Presumably, however, Johnson and his collaborators are not pursuing some mock-Warhol vision of avant-garde, celebrity-fueled emptiness. There are efforts to tell a story in "Daredevil," but they're pretty clueless, as if the filmmakers were only remotely familiar with the standard techniques of either comic books or movies. Terrible things befall Daredevil, largely as a result of his own freelance vigilante crime-fighting. But the movie seems oblivious, sticking to its rhythm of strike-a-pose moments interspersed with murky digital effects and Hong Kong-style fight sequences, all edited into a brain-melting blur and set to an assortment of nu-metal and hip-hop singles.

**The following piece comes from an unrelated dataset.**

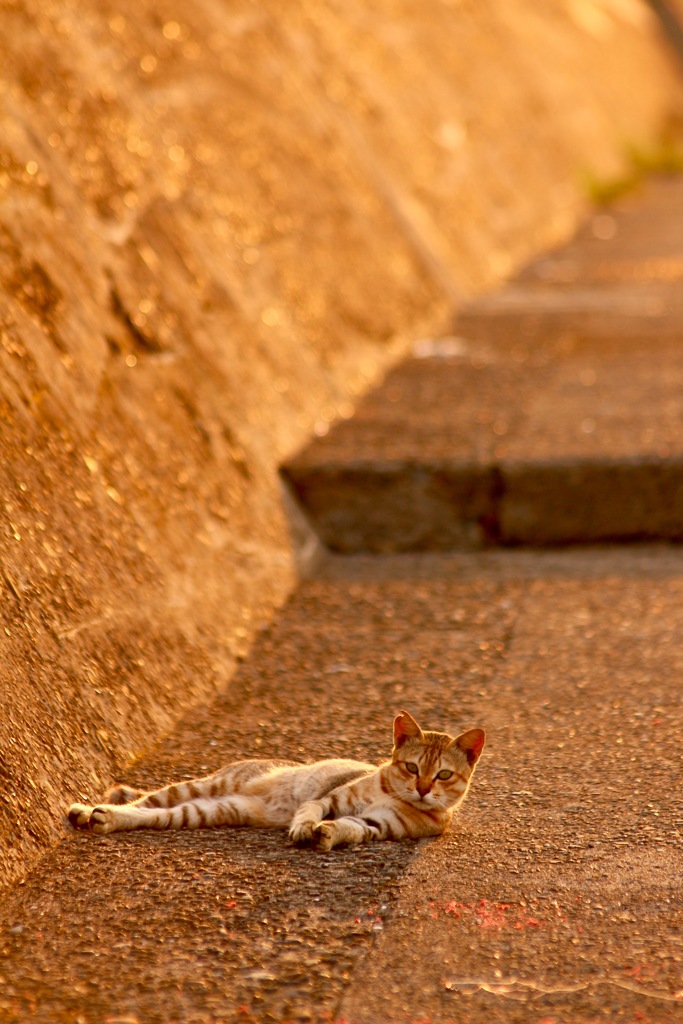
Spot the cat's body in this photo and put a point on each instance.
(323, 804)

"Daredevil" begins agreeably enough, with the obligatory origin myth explaining how young Matt Murdock (played as a kid by Scott Terra), growing up in Manhattan's Hell's Kitchen, is blinded in a freak accident involving nuclear waste. (That stuff was all over the streets of New York in the '80s, apparently.) The toxic goo leaves Matt's other four senses ultraheightened, so he can use a kind of sonar-radar technique -- an especially splashy visual effect -- to "see" the people and places around him. After his ex-boxer hoodlum dad (David Keith) gets bumped off for trying to go straight, Matt realizes he must devote his life to kicking the asses of white dudes with dubious facial hair wearing knit caps and work jeans. (This is one of those movies where the bad guys look like the outfoxed intruders in a burglar-alarm commercial.)

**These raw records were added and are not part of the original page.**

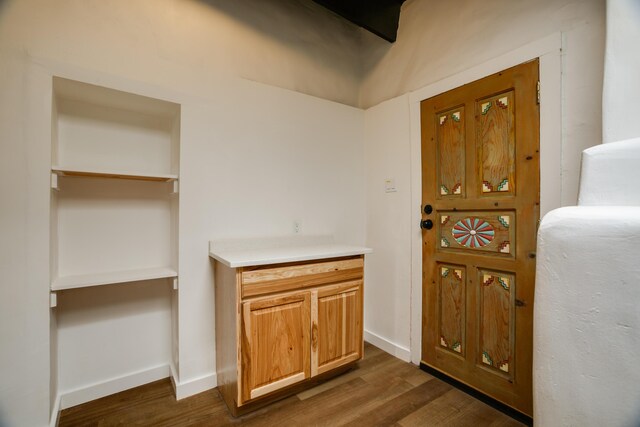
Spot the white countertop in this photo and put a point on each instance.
(248, 252)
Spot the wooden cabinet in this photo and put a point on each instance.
(336, 331)
(282, 325)
(275, 343)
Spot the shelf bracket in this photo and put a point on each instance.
(54, 182)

When we fast-forward to this movie's version of New York in the present (mostly shot on a Los Angeles soundstage; at least it's not Toronto), "Daredevil" begins to spin its wheels in the narrative mud. Matt is a stylin' blind lawyer by day ("It's not right -- another rapist back on the street"), maroon-couch-leatherette-wearing vigilante by night (the rapist gets his, along with an entire barroom full of those burglar-alarm white guys). He meets Elektra (Garner), who is both a hottie and a zillionaire's daughter, after, well, smelling her across a crowded coffee shop. If that's not icky enough, he stalks her to a nearby playground, where they proceed, apropos of nothing, to kung-fu each other half to death. Young love.

The future Mr. J.Lo has never been the most expressive actor around, and between the couch-suit and the script's dopey imitations of comic-book monologue ("Can one man make a difference? There are days when I believe and others when I have lost all faith"), neither Matt nor his alter ego has much of a personality. Daredevil is supposedly pursuing a crime lord called the Kingpin (Michael Clarke Duncan) and as the movie pokes along he sure accumulates lots of reasons to bring him down, but Matt seems more depressed and gloomy than angry or passionate.

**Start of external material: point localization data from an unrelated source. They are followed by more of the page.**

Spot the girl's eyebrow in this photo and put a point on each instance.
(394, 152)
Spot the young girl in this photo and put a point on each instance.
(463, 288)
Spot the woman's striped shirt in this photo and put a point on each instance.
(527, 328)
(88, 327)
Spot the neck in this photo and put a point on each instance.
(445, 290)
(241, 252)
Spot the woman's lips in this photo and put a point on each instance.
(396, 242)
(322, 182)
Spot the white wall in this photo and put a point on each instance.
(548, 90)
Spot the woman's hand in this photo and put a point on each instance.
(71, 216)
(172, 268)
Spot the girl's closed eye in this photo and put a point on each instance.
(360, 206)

Duncan is an imposing physical presence, as always, but he's not a strong enough actor to turn his underwritten role into a compelling villain. Sometimes he seems like a cuddly George Foreman type and sometimes he seems to be auditioning for the role of Stanley Kowalski in a community-theater "Streetcar Named Desire." Good money was spent hiring the likes of Jon Favreau and Joe Pantoliano to kill time around the fringes of this film, but the only performance I really enjoyed was that of Colin Farrell, as a leather-clad, dart-throwing Irish psychopath named Bullseye.

Alone among the cast, Farrell seems to understand that this movie -- which is lazy and stoned, for all its loud music -- needed somebody to go ape-shit, to pretend to give a crap or at least to have fun. I wouldn't bet the ranch, or even the ranch dressing, on a sequel to "Daredevil." But if they make one, they've got to lose the bummed-out dude in the Naugahyde costume and stick with this guy. Nobody wants a hero whose defining quality is that he's not Spider-Man.

By Andrew O'Hehir

Andrew O'Hehir is executive editor of Salon.